The Department of Revenue and Taxation has identified 74,600 delinquent tax accounts worth close to $30 million as of the last tax period, but the agency doesn’t have the funds and personnel needed to chase the tax evaders.
According to its 2013 budget submittal, the department had missed the 90-day deadline for issuance of notices to delinquent taxpayers “due to budgetary constraints and lack of personnel.”
Rev and Tax said the postage cost $426,000 for the required notices, and the amount excluded personnel and supply.
Although collecting delinquent tax dues is one of DRT’s key goals for the upcoming fiscal year, the proposed 2013 budget doesn’t look promising for the department.
The Governor’s Office has requested $9.78 million for DRT, plunging from the current year’s level of $10.25 million.
And despite its perennial complaint about manpower shortfalls, DRT is not likely to hire additional staff in 2013. Its proposed allotment for personnel drops from $9.18 million to $8.67 million.
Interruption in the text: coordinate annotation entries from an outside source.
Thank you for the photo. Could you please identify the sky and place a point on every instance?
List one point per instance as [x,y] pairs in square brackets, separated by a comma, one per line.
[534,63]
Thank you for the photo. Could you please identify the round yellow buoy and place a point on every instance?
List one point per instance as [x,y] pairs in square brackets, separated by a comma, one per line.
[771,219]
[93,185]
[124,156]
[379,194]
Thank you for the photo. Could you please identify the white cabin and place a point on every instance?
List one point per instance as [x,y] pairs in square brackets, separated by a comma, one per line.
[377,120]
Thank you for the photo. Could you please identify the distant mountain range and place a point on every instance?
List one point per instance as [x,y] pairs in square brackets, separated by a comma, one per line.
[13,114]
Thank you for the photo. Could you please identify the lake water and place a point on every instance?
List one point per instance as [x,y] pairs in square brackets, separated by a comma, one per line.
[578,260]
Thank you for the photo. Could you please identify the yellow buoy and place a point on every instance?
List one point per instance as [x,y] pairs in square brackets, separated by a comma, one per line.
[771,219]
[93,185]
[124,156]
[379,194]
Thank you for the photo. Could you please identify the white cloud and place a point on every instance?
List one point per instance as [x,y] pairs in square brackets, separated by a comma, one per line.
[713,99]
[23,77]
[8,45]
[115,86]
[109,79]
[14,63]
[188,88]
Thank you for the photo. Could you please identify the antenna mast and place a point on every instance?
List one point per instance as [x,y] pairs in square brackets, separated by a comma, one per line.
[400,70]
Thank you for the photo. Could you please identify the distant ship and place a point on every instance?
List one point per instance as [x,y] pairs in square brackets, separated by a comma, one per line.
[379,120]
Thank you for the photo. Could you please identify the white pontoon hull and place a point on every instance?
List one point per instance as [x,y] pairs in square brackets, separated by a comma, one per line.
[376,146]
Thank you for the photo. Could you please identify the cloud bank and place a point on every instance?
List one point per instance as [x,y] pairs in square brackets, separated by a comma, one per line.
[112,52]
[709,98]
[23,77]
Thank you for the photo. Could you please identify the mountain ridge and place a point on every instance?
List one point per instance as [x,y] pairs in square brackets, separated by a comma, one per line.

In its 2010 Citizencentric report submitted to the Office of the Public Accountability, DRT said the scarce manpower was compounded by “outdated or limited equipment such as computers and printers, which exacerbate the ever increasing workload of DRT personnel.”
But the department said it makes do with a limited staff “to maximize the use of all resources available in an effective and efficient manner.”
In an effort to identify missed revenue potential for the government of Guam, DRT is seeking to “identify, establish value and create tax assessment records of all properties (lands and buildings) in Guam.”
Last week, DRT began inspecting commercial improvements on real properties. The department’s memo said the inspections, which end on Aug. 31, “are designed to ensure the accuracy of property record data and to update existing assessment records.”